I received an email a few weeks back from a company called DataCamp announcing a comprehensive cheat sheet for the R data.table package. Knowing I'm a data.table proselyte, the co-founder asked if I'd take a look and offer suggestions – and perhaps, I suspect, mention it in my blog.
I'm a big R fan and have been an enthusiastic data.table devtoee since I discovered it several years ago. I'm also in frequent contact with package originator Matthew Dowle, and agree with more than a few in the fR community that data.table's been a game-changer for elevating R's appeal to data scientists.
The DataCamp cheat sheet's well done and quite handy, covering most functionality in a single page. It certainly helps that the package serves functions – in this case data management, access, grouping and summarization – that are limited in scope. Still, the URL to the page is front and center on my notebook.
Ten years ago, I carried multiple cheat sheets in my backpack. Now, with all the support available in flexibly-queryable online documentation and support sites like Stack Overflow, the need for cheat sheets isn't as acute. I maintain, however, close ties with a few.
The ubiquitous R Reference Card by Tom Short has been my trusty companion for ten years. I'm impressed with how the author managed to catch the guts of “core R” in such a compact space. Every time I pull it out, I refresh my memory on R minutiae I'd either forgotten – or never knew. Of course, the R ecosystem's now so large that you almost need cheat sheets for cheat sheets. R Task Views to the rescue. For graphics, there're cheat sheets for R’s ggplot implementation that are also pertinent to the Python library of the same name.e.
Before I started with first S and then R about 14 years ago, my platform of choice for data management and statistical analysis was SAS. Now, though SAS is a much smaller arrow in my DS quiver, I nonetheless use it and language clone WPS semi-regularly. The timeless SAS Cheat Sheet by David Franklin makes it much easier for me to re-connect the SAS dots. Once this gets me back in the game, I simply Google my questions for the online doc answers. One change in my SAS arsenal not reflected in Franklin's page is Proc SQL, which I prefer to data step programming.
Just as I go back and forth between R and SAS for statistical analysis, so also do I migrate between Python and R for more comprehensive data science needs. And Python Basics provides a quick refresher on important basic syntax to get me going. One lament is that Python dictionaries aren't covered, but for those I just pull up archived code.
As I've noted in previous blogs, Python programming for analytics/data science has changed considerably in recent years with the ascent of community-provided libraries such as numpy, scipy, sci-kit and pandas.
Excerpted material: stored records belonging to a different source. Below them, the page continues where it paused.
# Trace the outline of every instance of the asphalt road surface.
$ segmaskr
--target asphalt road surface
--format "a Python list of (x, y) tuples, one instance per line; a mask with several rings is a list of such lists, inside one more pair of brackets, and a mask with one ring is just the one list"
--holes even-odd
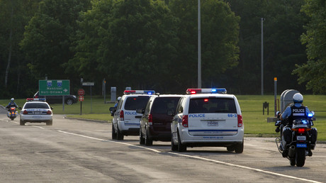
[(111, 140), (109, 123), (64, 118), (19, 125), (0, 112), (0, 182), (326, 182), (326, 145), (291, 167), (274, 138), (245, 138), (242, 154), (225, 148)]

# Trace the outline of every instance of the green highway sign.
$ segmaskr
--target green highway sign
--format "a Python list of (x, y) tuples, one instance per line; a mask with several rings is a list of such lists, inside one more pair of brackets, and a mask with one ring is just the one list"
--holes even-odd
[(40, 96), (63, 96), (70, 94), (70, 80), (38, 80)]

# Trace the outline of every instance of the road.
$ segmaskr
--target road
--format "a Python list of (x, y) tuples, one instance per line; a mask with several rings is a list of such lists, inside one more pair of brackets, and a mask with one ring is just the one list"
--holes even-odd
[(140, 145), (137, 136), (112, 140), (108, 123), (64, 118), (53, 126), (11, 121), (0, 113), (1, 182), (326, 182), (326, 145), (303, 167), (290, 166), (273, 138), (245, 138), (242, 154), (225, 148), (171, 151)]

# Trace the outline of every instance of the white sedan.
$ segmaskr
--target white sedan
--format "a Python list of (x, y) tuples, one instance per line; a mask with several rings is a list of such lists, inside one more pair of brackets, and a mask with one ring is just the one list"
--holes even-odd
[(42, 99), (27, 99), (27, 102), (21, 109), (20, 124), (24, 126), (26, 122), (46, 123), (52, 126), (53, 113), (52, 108)]

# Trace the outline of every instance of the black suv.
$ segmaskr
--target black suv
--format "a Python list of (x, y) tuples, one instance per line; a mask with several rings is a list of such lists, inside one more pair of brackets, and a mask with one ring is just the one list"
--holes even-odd
[(142, 113), (140, 128), (140, 144), (152, 145), (153, 140), (171, 141), (171, 122), (173, 116), (167, 115), (168, 111), (176, 111), (176, 105), (182, 95), (162, 94), (150, 98)]
[[(34, 98), (45, 98), (48, 104), (62, 104), (62, 96), (39, 96), (38, 92), (34, 94)], [(65, 95), (64, 102), (72, 105), (77, 102), (77, 98), (75, 95)]]

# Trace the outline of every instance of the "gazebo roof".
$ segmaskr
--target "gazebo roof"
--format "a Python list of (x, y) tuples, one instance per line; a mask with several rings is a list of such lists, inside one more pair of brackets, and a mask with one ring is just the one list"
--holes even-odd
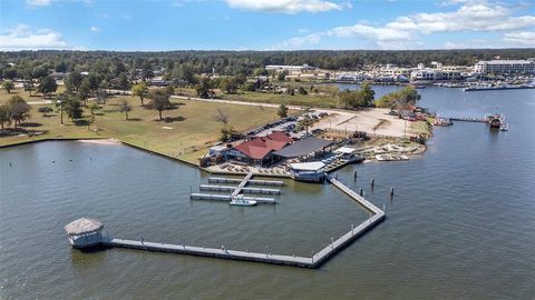
[(103, 228), (104, 228), (104, 224), (98, 220), (81, 218), (68, 223), (65, 227), (65, 231), (67, 231), (69, 236), (80, 236), (80, 234), (87, 234), (87, 233), (100, 231)]

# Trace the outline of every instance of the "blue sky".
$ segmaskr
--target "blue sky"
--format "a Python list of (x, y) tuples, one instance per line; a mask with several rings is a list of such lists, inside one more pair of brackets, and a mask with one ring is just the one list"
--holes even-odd
[(535, 48), (522, 0), (1, 0), (0, 50)]

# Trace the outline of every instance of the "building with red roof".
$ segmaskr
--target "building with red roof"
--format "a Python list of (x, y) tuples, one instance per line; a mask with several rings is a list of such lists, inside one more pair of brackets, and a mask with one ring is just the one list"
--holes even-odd
[(256, 137), (237, 144), (230, 151), (228, 157), (240, 161), (264, 164), (272, 158), (272, 152), (281, 150), (291, 142), (293, 142), (292, 138), (284, 132), (274, 131), (265, 137)]

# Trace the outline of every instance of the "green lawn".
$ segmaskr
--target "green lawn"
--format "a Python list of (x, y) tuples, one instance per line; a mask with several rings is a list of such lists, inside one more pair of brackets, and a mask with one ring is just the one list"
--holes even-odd
[(275, 104), (311, 106), (318, 108), (337, 108), (338, 97), (329, 94), (274, 94), (264, 92), (243, 92), (237, 94), (222, 94), (226, 100), (264, 102)]
[[(20, 93), (26, 100), (29, 99), (29, 97), (25, 97), (27, 92)], [(11, 92), (8, 96), (6, 91), (1, 91), (0, 99), (9, 99), (12, 94), (14, 93)], [(134, 107), (134, 110), (129, 112), (129, 121), (126, 121), (124, 113), (117, 110), (117, 102), (120, 99), (128, 100)], [(32, 127), (26, 127), (26, 129), (45, 132), (31, 139), (115, 138), (196, 163), (197, 158), (204, 154), (206, 148), (217, 141), (220, 137), (222, 126), (216, 123), (213, 118), (217, 108), (230, 116), (230, 126), (236, 131), (245, 131), (278, 118), (276, 109), (270, 108), (187, 100), (174, 100), (173, 103), (176, 106), (175, 109), (163, 112), (164, 118), (172, 118), (166, 122), (157, 120), (157, 111), (139, 107), (138, 98), (114, 97), (103, 106), (97, 116), (94, 116), (95, 122), (89, 127), (75, 126), (67, 116), (64, 116), (65, 124), (60, 124), (59, 113), (43, 117), (37, 112), (37, 109), (43, 106), (32, 106), (30, 120), (27, 121)], [(51, 107), (51, 104), (49, 106)], [(85, 109), (85, 117), (90, 119), (90, 112), (87, 109)], [(98, 132), (95, 129), (98, 129)], [(27, 136), (0, 137), (0, 146), (28, 140)]]

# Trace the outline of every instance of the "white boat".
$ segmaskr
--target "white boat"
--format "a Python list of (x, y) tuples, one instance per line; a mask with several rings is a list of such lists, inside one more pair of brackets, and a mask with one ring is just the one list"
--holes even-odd
[(243, 196), (237, 196), (236, 198), (233, 198), (228, 203), (231, 206), (240, 206), (240, 207), (256, 206), (256, 201), (243, 199)]
[(398, 160), (409, 160), (407, 156), (395, 156), (395, 154), (377, 154), (376, 159), (378, 161), (398, 161)]

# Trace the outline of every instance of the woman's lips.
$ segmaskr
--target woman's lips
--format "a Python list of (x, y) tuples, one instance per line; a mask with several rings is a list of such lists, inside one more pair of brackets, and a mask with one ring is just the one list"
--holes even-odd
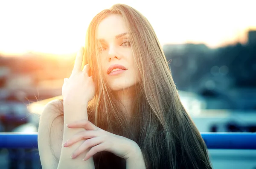
[[(122, 65), (119, 65), (119, 64), (112, 65), (111, 65), (109, 67), (109, 68), (108, 68), (108, 70), (107, 70), (107, 74), (109, 74), (111, 73), (112, 73), (113, 72), (112, 70), (114, 70), (115, 69), (119, 69), (119, 70), (127, 70), (126, 68), (125, 68)], [(116, 71), (119, 71), (119, 70), (116, 70)]]
[(118, 74), (121, 74), (121, 73), (124, 72), (125, 71), (126, 71), (126, 70), (123, 70), (123, 69), (120, 69), (120, 70), (115, 70), (115, 71), (111, 72), (109, 74), (108, 74), (108, 75), (113, 76), (113, 75), (118, 75)]

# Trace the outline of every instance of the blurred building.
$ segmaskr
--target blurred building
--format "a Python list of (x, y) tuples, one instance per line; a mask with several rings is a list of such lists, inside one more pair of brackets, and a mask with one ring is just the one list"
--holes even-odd
[(248, 32), (248, 44), (256, 43), (256, 30), (250, 30)]

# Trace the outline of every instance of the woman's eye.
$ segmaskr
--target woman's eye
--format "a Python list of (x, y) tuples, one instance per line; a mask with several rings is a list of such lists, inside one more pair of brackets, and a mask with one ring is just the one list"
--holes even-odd
[(124, 42), (122, 44), (121, 44), (121, 46), (130, 47), (131, 46), (131, 42), (130, 42), (130, 41)]
[(107, 49), (106, 49), (105, 48), (99, 48), (99, 49), (100, 51), (104, 51)]

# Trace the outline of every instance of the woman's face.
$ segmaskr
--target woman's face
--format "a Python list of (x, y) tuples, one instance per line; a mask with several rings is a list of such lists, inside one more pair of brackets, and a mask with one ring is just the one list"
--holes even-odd
[(97, 30), (103, 78), (113, 90), (134, 86), (138, 81), (138, 70), (128, 32), (122, 17), (116, 14), (105, 18)]

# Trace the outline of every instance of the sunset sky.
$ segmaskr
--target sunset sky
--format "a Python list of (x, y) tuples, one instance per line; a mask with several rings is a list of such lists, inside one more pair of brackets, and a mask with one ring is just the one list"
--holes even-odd
[(0, 54), (76, 52), (84, 45), (93, 16), (116, 3), (143, 14), (162, 44), (203, 42), (215, 48), (244, 43), (246, 31), (256, 29), (254, 0), (3, 0)]

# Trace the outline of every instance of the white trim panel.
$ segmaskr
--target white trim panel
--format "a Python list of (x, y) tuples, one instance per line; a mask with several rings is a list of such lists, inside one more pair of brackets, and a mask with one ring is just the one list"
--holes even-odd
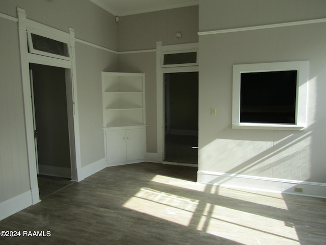
[[(239, 189), (326, 198), (326, 183), (198, 170), (197, 182)], [(294, 191), (294, 187), (303, 192)]]
[(108, 166), (106, 163), (106, 160), (103, 158), (85, 167), (77, 168), (78, 181), (80, 181)]
[(14, 22), (18, 22), (18, 19), (17, 18), (15, 18), (14, 17), (11, 16), (10, 15), (7, 15), (5, 14), (3, 14), (2, 13), (0, 13), (0, 17), (4, 18), (4, 19), (9, 19), (9, 20), (11, 20)]
[(279, 27), (291, 27), (293, 26), (300, 26), (302, 24), (314, 24), (316, 23), (322, 23), (326, 22), (326, 18), (321, 19), (311, 19), (309, 20), (302, 20), (299, 21), (288, 22), (286, 23), (280, 23), (277, 24), (265, 24), (263, 26), (257, 26), (255, 27), (242, 27), (239, 28), (232, 28), (230, 29), (218, 30), (215, 31), (208, 31), (206, 32), (198, 32), (199, 36), (206, 35), (220, 34), (221, 33), (228, 33), (230, 32), (243, 32), (247, 31), (253, 31), (255, 30), (266, 29), (268, 28), (277, 28)]
[(32, 192), (26, 191), (0, 203), (0, 220), (33, 204)]

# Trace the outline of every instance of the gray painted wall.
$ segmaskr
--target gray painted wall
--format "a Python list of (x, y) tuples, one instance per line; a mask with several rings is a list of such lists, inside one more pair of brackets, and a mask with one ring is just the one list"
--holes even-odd
[[(326, 17), (326, 2), (318, 0), (205, 0), (199, 9), (200, 31)], [(326, 183), (325, 30), (322, 23), (200, 36), (199, 170)], [(233, 64), (301, 60), (309, 61), (306, 131), (231, 129)]]
[[(88, 0), (0, 0), (0, 12), (27, 18), (68, 32), (76, 38), (116, 50), (115, 17)], [(105, 23), (105, 24), (103, 24)], [(0, 17), (0, 202), (30, 189), (17, 23)], [(76, 42), (82, 166), (104, 157), (101, 71), (117, 71), (116, 54)]]
[[(198, 6), (122, 16), (118, 24), (119, 51), (156, 48), (162, 45), (198, 42)], [(182, 33), (176, 38), (178, 32)], [(147, 152), (157, 152), (156, 53), (120, 54), (120, 71), (145, 72)]]

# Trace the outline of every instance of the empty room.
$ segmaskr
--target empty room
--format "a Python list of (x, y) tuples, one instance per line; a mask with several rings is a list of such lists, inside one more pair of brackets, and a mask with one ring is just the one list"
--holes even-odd
[(323, 244), (324, 0), (0, 0), (0, 244)]

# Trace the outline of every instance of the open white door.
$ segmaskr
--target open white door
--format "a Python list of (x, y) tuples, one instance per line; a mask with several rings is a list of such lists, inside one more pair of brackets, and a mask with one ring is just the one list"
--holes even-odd
[(34, 105), (34, 92), (33, 91), (33, 70), (30, 70), (30, 81), (31, 81), (31, 93), (32, 94), (32, 109), (33, 110), (33, 122), (34, 127), (34, 141), (35, 143), (35, 155), (36, 156), (36, 169), (39, 174), (39, 161), (37, 155), (37, 131), (36, 131), (36, 123), (35, 122), (35, 107)]

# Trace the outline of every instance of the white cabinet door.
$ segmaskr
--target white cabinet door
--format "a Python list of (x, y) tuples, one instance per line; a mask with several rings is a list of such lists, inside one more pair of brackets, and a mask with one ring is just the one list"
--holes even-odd
[(146, 138), (144, 128), (127, 129), (127, 160), (144, 159), (146, 152)]
[(145, 127), (105, 132), (108, 163), (143, 160), (146, 151)]
[(125, 130), (109, 130), (105, 133), (108, 163), (127, 160)]

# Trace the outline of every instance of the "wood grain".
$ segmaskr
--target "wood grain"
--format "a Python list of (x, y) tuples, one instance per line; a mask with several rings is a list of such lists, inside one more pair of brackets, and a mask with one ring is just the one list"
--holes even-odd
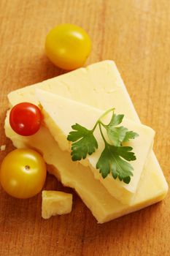
[[(63, 72), (44, 54), (47, 33), (61, 23), (89, 33), (86, 64), (116, 61), (142, 121), (156, 131), (154, 149), (169, 183), (169, 0), (0, 0), (0, 145), (7, 145), (0, 161), (12, 148), (3, 129), (7, 94)], [(45, 187), (68, 190), (50, 176)], [(0, 189), (0, 255), (169, 256), (169, 199), (98, 225), (74, 193), (72, 214), (45, 221), (41, 195), (20, 200)]]

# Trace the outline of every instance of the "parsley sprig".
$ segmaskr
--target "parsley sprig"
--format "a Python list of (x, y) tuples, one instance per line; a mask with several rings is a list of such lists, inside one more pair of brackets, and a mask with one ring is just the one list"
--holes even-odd
[[(110, 112), (112, 112), (111, 121), (108, 124), (105, 124), (101, 120)], [(88, 129), (79, 124), (72, 125), (73, 131), (70, 132), (67, 137), (67, 140), (72, 142), (71, 153), (72, 160), (85, 159), (88, 154), (91, 155), (98, 148), (98, 143), (93, 132), (98, 126), (104, 142), (104, 149), (96, 163), (96, 168), (99, 169), (104, 178), (111, 173), (115, 179), (118, 178), (120, 181), (128, 184), (131, 176), (133, 176), (134, 168), (127, 161), (135, 160), (136, 156), (132, 152), (132, 147), (124, 146), (123, 143), (134, 139), (139, 135), (133, 131), (128, 131), (123, 126), (117, 127), (122, 122), (123, 117), (124, 115), (116, 115), (115, 108), (111, 108), (97, 120), (92, 129)], [(106, 129), (110, 143), (106, 140), (103, 129)]]

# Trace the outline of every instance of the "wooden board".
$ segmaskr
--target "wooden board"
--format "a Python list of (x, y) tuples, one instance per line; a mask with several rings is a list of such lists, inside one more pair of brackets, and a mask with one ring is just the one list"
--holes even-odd
[[(3, 129), (7, 94), (63, 72), (44, 54), (47, 33), (61, 23), (89, 33), (87, 64), (116, 61), (142, 121), (156, 131), (154, 150), (169, 182), (169, 0), (0, 0), (0, 162), (12, 148)], [(50, 176), (45, 188), (71, 190)], [(74, 193), (72, 214), (45, 221), (40, 194), (15, 200), (0, 189), (0, 255), (169, 256), (169, 199), (98, 225)]]

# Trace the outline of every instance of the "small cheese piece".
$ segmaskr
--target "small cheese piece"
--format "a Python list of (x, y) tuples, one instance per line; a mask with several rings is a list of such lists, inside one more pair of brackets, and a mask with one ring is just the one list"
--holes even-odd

Given the array-orientation promoted by those packages, Python DS code can look as much like R as it does core Python.
And with these libraries now a cornerstone of analytics work in Python, it's not surprising there are cheat sheets for them as well. A spartan but still quite useful reference for numpy, scipy and pandas is available here. I use the splendid ,10 Minutes to pandas ipython notebook at least every other month. Indeed, the pandas documentation is so good, I hardly ever now open originator Wes McKinney's well-written book, Python for Data Analysis.